FAVALORO GX CARBON REVIEW
As the cycling industry works to evolve and grow, there are still a few determined artists that maintain their handcrafted work. Sure, producing modern framesets that are offloaded to Taiwan, China or a handful of other countries is easy enough, but, thankfully, Italian frame builder Michele Favaloro still prefers to do it the old-fashioned way—by hand. The GX Carbon is his latest creation, mixing gravel and road with passion. Like all the bikes that come out of the Favaloro workshop, they are custom built, purposeful and innovative works of art that you can truly enjoy.
The GX Carbon has been a project that Michele has been working on for some time. The frameset is 100 percent handmade in Italy and is only available in custom sizing. Favaloro has settled on a modern but classic look with oversized round carbon tubes. The downtube is 57mm, while the top tube is 42mm. Both are straight and are bonded to the 35mm seat tube. Our bike is essentially a 55 and has an oversized, straight 1.5-inch head tube that is 12cm long at 71 degrees. The frame and headset also use the FSA ACR system to completely hide all hoses and cables internally through the bar, stem and headset.
The wheelbase on our test bike is 102cm with 43cm-long chainstays. The rear dropout uses the Syntace X12 thru-axle dropout that is held in place by a clamp bolt at the end of the carbon chainstay. The whole rear triangle has very dynamic molding, unlike the majority of the other tubes. This is to make room for up to 45mm tires. There is a press-fit BB30 bottom bracket with a 73mm drop. Our frame has a stack of 55.1cm and a reach of 38cm.
“While the brand and production seem traditional, Favaloro is delivering a modern work of usable art.”
The frameset is compatible with either electronic or mechanical drivetrains and fits flat-mount brakes. The brake lines exit the frame just before the caliper, and for our mechanical build, the shift cable exits the chainstay about 1cm from the rear axle. The cable exit is along the top, making for a smooth and even cable loop to the rear derailleur for consistent shifts.
Since each GX Carbon is built to order, so, too, are the parts. The Campy Ekar 1×13 drivetrain on our Favaloro GX Carbon offers great range. We have a 38t chainring matched to the 9-42t 13-speed cassette. The one-lever action shifter and brake controls mean no mis-shifting when things get rough. There is an FSA alloy ARC stem with alloy FSA A-Wing bar. The Stem is 110mm while the bars have a reach of 88mm and width of 46cm.
Since the frame uses a 35mm seat tube, there is a 31.6mm alloy seatpost topped with a Selle SMP Dynamic saddle. The seatpost, stem and fork are all painted and color-matching. Our GX rolled on Campagnolo Shamal carbon wheels with a 21m internal width. The front rim is 35mm deep while the rear is 40mm deep. They are paired with a set of 38mm Vittoria Terreno Dry tires.

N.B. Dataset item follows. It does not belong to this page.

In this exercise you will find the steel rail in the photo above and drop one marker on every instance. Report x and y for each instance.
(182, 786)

Like any custom bike, the setup and final geometry are subject to a lot of personal preference. While we didn’t choose anything on our build, we would say that Favaloro and Albabici (the US importer) got most of it spot on. The Campy Ekar drivetrain is simple and offers greater range than any other 1x system. The 38t chainring matched with the 9t cog is equal to a 46t chainring and 11t cog. This means on the road you don’t spin out when things get going fast downhill. Then the 38t front with 42t cog offers a great gear for the steep relentless climbs we find on gravel adventures.
For us, the bike fit was a little long, and we would blame some of that on the component selection. The 110mm stem and 88mm-long bar reach left us stretching over the front end. Since the bike uses the ARC internal system, swapping either was a monumental task, so we did our best to compensate. On the fire roads the longer fit wasn’t bad but when things deviated to the path less traveled, the steep downhills became eventful. Thank goodness we had what we would say are the industry-leading Campagnolo disc brakes.
“Italian frame builder Michele Favaloro still prefers to do it the old-fashioned way—by hand.”
The wide brake levers are comfortable, but the real star is the modulation. Simply, the Campy brake system is consistent, reliable and allows you to easily maintain braking pressure without skidding. On the technical descents we felt like the front end was fighting us a bit. The GX Carbon has a trail of 72mm, which we think is the culprit behind the issue. We might opt for a fork with a different rake to reduce the trail number.
Overall, the frame is comfortable and the combination of large carbon tube diameters damp vibrations extremely well. The tubes also seem to offer great response and performance when efforts are high. The SMP saddle might look funky, but all of our test riders were impressed at how well it felt. We did have a few issues with the painted seatpost slipping on our first ride but a bit of extra carbon fiber grease for added friction solved the issue.
The Favaloro GX Carbon is the real-deal Italian bike. It is handmade in Italy and completely custom, just the way they should be. So, while the brand and production seem traditional, Favaloro is delivering a modern work of usable art. We like that in the rear they use the Syntace X12 thru-axle dropout with tapered end that makes lining up and threading the rear axle much easier.
While the GX might not be the most common bike at a gravel event, that’s what we love about it. When you build one, there is not another that looks or fits like it. For us, there were a few component choices that were not ideal, but when purchasing, that is completely up to you.
Though mechanical, the Campagnolo drivetrain worked flawlessly and offered the best gear range of any 1x drivetrain. The semi-deep wheels were a perfect pairing for the race-oriented geometry that the GX offers. If we were going to build a GX Carbon for ourselves, we would go shorter on the stem and bar reach, and potentially see if we could get a fork that offers a trail between 67mm to 64mm.
Handmade in Italy
Not the cockpit we would choose
Perfect blend of modern and tradition.